Gemeinnützige Stiftungen helfen nachhaltig – Zwei neue Beispiele

Nächstenliebe im wahrsten Sinn des Wortes wird besonders groß geschrieben, wenn großzügige Stifter ihren Lebenserfolg mit der Gesellschaft teilen. Stiftungen geben vielfältige Impulse, indem sie gesellschaftliche Themen aktiv bereichern und gestalten. Besonders stark ist der Wille, Mitmenschen durch Stiftungen zu helfen, offensichtlich in Bayern ausgeprägt. Der Freistaat ist eines der stiftungsreichsten Bundesländer Deutschlands. Durch die Rummelsberger kamen jetzt aktuell wieder zwei neue Stiftungen hinzu.

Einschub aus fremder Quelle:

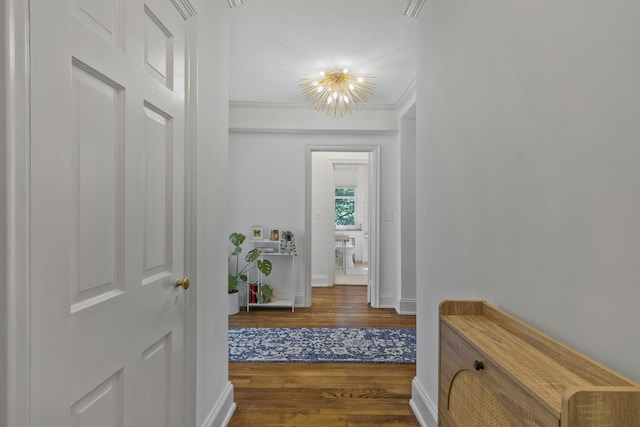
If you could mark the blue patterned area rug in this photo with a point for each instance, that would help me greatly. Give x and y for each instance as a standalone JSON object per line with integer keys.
{"x": 363, "y": 345}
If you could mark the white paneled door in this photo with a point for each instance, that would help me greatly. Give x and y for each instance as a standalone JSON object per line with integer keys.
{"x": 107, "y": 173}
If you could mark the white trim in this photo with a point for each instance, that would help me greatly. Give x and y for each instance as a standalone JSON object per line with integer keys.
{"x": 223, "y": 410}
{"x": 407, "y": 306}
{"x": 320, "y": 280}
{"x": 408, "y": 97}
{"x": 423, "y": 408}
{"x": 282, "y": 131}
{"x": 15, "y": 181}
{"x": 189, "y": 399}
{"x": 303, "y": 105}
{"x": 374, "y": 222}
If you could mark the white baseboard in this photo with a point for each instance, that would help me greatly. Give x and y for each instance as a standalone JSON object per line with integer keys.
{"x": 320, "y": 280}
{"x": 223, "y": 410}
{"x": 423, "y": 408}
{"x": 388, "y": 302}
{"x": 407, "y": 306}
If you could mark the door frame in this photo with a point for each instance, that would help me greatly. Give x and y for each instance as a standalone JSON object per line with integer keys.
{"x": 15, "y": 214}
{"x": 373, "y": 288}
{"x": 15, "y": 153}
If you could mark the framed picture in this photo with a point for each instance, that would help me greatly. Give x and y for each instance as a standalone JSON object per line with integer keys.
{"x": 256, "y": 233}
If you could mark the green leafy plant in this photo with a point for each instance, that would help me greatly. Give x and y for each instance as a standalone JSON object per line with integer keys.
{"x": 239, "y": 274}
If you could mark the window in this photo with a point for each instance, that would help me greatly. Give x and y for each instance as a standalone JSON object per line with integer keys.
{"x": 345, "y": 212}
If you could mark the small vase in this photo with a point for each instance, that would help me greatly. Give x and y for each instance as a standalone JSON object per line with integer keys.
{"x": 233, "y": 301}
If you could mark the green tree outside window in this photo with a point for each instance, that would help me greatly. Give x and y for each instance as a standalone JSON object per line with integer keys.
{"x": 345, "y": 211}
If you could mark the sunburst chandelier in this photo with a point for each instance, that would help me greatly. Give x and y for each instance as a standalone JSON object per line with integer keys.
{"x": 337, "y": 91}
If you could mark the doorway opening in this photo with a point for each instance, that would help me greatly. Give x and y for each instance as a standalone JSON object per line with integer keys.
{"x": 342, "y": 218}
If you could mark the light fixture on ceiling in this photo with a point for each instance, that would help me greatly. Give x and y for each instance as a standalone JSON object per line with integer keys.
{"x": 337, "y": 91}
{"x": 413, "y": 8}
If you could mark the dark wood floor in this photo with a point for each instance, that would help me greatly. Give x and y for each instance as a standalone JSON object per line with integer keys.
{"x": 323, "y": 394}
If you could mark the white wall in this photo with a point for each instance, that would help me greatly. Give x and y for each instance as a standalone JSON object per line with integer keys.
{"x": 527, "y": 137}
{"x": 267, "y": 174}
{"x": 407, "y": 284}
{"x": 214, "y": 393}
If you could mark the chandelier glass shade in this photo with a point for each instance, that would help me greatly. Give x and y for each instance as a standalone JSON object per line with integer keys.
{"x": 337, "y": 91}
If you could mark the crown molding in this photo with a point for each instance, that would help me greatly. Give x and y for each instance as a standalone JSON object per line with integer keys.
{"x": 282, "y": 131}
{"x": 413, "y": 8}
{"x": 302, "y": 105}
{"x": 185, "y": 8}
{"x": 407, "y": 95}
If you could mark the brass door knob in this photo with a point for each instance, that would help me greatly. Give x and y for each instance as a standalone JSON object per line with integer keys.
{"x": 183, "y": 283}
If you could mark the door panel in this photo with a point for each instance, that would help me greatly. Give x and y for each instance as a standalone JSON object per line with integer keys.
{"x": 158, "y": 189}
{"x": 97, "y": 207}
{"x": 102, "y": 407}
{"x": 108, "y": 183}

Für die wichtige Hospizarbeit in Rummelsberger Senioreneinrichtungen richtete Christof Ihlo in Starnberg seine Stiftung ein. Nachdem seine Ehefrau Ingrid Engelmann-Ihlo bereits im vergangenen Jahr eine Stiftung zugunsten der Rummelsberger Hospizarbeit gründete und heute mehr denn je der Meinung ist, „Man kümmert sich nicht genug um Menschen im Sterben“, möchte nun auch ihr Mann gezielt Hospizprojekte und die Schulung ehrenamtlicher Mitarbeiterinnen und Mitarbeiter fördern.

Diakon Thomas Schröder, Leiter der beiden Starnberger Senioreneinrichtungen, erklärte beim Festakt zur inzwischen 14. Rummelsberger Stiftung: „Gerade die Sterbebegleitung ist durch den normalen Pflegesatz nicht abgedeckt. Um so wichtiger ist die Unterstützung des Ehepaars Ihlo.“ Als Dank überreichte er eine Urkunde von Landesbischof Dr. Johannes Friedrich. Den besonderen Dank der Rummelsberger überbrachte auch Diakon Rüdiger Schweizer, Geschäftsführer der Rummelsberger Dienste für Menschen im Alter. Er freute sich, dass die Stifter mit ihrer zweiten Stiftung dauerhaft das Engagement der zahlreichen ehrenamtlichen Hospizhelfer unterstützen möchten.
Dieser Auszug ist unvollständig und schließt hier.